Researchers developed a CT-derived, 3D-printed California sea lion pelvis model layered with anatomically tuned gels for veterinary blood-draw training, adding real-time needle sensing, closed-loop blood-flow feedback, particle image velocimetry characterization, and a hydrophobic sealing layer to mitigate plasticizer leaching from PVC gel components.

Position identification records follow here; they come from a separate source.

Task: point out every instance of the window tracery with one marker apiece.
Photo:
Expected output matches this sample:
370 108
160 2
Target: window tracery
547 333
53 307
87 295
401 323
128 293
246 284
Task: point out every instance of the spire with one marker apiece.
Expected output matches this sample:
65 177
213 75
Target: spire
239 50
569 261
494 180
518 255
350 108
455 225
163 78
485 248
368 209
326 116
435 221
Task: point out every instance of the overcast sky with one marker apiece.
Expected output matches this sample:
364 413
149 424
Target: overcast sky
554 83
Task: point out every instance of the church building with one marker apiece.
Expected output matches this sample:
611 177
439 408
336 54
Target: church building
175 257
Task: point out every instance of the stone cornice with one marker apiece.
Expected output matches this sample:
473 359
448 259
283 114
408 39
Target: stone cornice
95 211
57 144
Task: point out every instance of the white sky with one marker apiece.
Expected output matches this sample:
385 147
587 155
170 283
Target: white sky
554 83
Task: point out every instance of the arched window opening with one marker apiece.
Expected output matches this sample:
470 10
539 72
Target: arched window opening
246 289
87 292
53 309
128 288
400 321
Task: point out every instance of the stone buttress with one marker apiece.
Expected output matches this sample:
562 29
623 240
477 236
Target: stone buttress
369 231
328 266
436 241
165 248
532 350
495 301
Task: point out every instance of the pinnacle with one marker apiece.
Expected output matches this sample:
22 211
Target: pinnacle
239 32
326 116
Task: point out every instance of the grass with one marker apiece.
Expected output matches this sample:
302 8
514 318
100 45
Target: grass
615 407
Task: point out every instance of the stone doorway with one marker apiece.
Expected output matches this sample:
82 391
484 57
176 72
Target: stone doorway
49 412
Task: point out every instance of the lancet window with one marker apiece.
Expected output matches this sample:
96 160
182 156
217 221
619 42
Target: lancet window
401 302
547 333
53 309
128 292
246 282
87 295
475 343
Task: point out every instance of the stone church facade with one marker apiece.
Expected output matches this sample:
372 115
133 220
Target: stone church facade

We introduce a scalable, DICOM-derived, 3D-printed California sea lion pelvis model for blood-collection training at the caudal gluteal site. CT-based segmentation yields layered anatomy, skin, blubber, muscle, a DICOM-derived artery, and bone, fabricated via SLA/FDM/gel casting and tuned by DMA on Humimic and PVC gels. New this year is real-time locational sensing of needle approach/tissue deformation; blood-flow rate characterization and collection via a closed-loop pump with inline sensing; full arterial incorporation with a compliant lumen; Particle Image Velocimetry (PIV) flow characterization; and FISH (Flexibly Integrated Sealed Hydrophobic) EAP embedment to seal PVC-gel elements and mitigate plasticizer leaching, as indicated by DMA after aquatic immersion. The flow-enabled, instrumented model delivers anatomical fidelity, tunable compliance, and quantitative training metrics (position + flow), offering a reproducible pipeline for veterinary/biomedical education and a platform for future fluid–structure and durability studies.